ULTIMA RUOTA – La società lo ha maltrattato non rinnovandogli il contratto e facendolo sentire l’ultima ruota del carro nonostante cinque stagioni in cui ha dato tutto per la maglia granata. Ha dovuto persino sopportare le critiche da parte di una frangia di tifosi irriconoscenti che ha avuto il coraggio di fischiarlo ed insultarlo durante la stagione. Ciò nonostante non s’è lasciato abbattere.
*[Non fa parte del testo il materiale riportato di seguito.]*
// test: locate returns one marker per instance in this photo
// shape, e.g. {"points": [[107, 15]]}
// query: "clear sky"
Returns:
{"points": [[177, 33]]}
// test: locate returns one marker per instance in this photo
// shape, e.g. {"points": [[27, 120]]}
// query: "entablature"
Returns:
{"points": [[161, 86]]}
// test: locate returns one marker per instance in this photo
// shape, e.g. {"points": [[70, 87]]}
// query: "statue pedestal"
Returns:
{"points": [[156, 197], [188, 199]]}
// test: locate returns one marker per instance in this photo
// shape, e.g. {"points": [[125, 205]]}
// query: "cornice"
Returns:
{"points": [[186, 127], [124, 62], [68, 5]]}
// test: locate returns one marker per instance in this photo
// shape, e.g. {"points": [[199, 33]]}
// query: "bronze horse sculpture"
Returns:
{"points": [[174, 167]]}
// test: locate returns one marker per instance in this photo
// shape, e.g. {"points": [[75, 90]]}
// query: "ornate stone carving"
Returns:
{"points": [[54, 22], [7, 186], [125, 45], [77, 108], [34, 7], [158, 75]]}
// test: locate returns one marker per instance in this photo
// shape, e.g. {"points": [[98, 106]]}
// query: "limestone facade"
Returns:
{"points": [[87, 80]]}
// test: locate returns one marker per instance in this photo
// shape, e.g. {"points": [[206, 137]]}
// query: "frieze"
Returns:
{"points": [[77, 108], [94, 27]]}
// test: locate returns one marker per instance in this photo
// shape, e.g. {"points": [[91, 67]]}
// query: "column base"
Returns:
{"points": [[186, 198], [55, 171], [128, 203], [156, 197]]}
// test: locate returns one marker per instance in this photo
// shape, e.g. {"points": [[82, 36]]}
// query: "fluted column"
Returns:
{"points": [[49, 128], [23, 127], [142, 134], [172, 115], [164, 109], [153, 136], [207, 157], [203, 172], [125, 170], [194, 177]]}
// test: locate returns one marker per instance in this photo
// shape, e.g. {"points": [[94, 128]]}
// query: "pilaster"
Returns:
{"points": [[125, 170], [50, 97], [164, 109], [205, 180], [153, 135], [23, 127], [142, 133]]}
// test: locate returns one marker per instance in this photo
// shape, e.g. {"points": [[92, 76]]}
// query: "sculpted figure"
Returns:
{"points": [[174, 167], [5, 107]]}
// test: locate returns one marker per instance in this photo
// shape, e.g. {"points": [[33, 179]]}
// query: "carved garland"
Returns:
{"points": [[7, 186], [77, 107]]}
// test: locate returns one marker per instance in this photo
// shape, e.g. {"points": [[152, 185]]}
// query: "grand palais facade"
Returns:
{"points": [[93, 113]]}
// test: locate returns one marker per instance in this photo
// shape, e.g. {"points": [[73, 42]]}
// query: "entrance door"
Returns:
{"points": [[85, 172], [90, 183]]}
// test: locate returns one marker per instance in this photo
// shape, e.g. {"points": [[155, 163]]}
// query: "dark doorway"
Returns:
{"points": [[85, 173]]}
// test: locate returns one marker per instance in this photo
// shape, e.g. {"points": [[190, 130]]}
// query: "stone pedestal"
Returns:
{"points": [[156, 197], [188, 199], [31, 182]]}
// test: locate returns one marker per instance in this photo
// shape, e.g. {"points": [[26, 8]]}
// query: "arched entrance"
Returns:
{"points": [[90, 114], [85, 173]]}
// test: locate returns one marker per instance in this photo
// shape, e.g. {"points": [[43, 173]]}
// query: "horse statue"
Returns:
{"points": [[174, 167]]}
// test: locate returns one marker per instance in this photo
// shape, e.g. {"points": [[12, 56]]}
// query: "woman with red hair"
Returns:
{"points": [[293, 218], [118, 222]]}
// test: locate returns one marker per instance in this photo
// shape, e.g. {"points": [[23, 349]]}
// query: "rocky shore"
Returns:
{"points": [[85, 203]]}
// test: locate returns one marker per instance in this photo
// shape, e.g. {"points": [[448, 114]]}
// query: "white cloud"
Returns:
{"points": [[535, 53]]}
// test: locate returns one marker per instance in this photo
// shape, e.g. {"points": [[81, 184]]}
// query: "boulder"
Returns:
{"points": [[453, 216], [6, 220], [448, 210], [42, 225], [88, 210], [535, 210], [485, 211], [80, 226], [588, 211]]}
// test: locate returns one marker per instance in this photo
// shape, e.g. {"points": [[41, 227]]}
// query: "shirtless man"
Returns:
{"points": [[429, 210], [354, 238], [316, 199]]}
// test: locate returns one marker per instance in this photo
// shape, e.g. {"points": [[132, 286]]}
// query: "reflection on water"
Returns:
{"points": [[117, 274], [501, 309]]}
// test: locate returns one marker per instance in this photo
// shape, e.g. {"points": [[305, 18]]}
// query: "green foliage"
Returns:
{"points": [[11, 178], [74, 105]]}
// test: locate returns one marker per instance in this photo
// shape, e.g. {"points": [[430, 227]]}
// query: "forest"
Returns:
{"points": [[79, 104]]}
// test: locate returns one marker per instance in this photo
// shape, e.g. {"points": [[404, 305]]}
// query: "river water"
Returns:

Ha fatto una fatica immane a buttare giù il boccone amaro dell’irriconoscenza e a digerirlo, rischiando di perdere gli stimoli per andare avanti, ma il suo orgoglio è stato più forte di tutto. Ieri ha onorato per l’ennesima volta la maglia torinista. Quella che lo ha fatto sentire importante e orgoglioso, convinto che un giorno sarebbe stato ricambiato.
ASSURDITA’ – Ora i tifosi che lo fischiavano, e che ieri ovviamente hanno esultato di gusto dopo il gol del numero nove cheha permesso ai suoi di tornare a casacon un punto più che meritato dopo aver sfiorato l’harakiri contro una diretta concorrente, dovranno sciacquarsi la bocca e ammettere la loro ingenuità, mentre il direttore sportivo Gianluca Petrachi e il presidente Urbano Cairo dovranno rivedere i loro piani. Impossibile pensare ad un Toro senza Bianchi e viceversa. Lui stesso, ancora una volta, a fine partita ha ribadito di voler rimanere. Ma purtroppo non dipende da lui. E non è nemmeno una questione economica. Queste situazioni, grottesche, possono esistere soltanto sotto la Mole, sponda granata.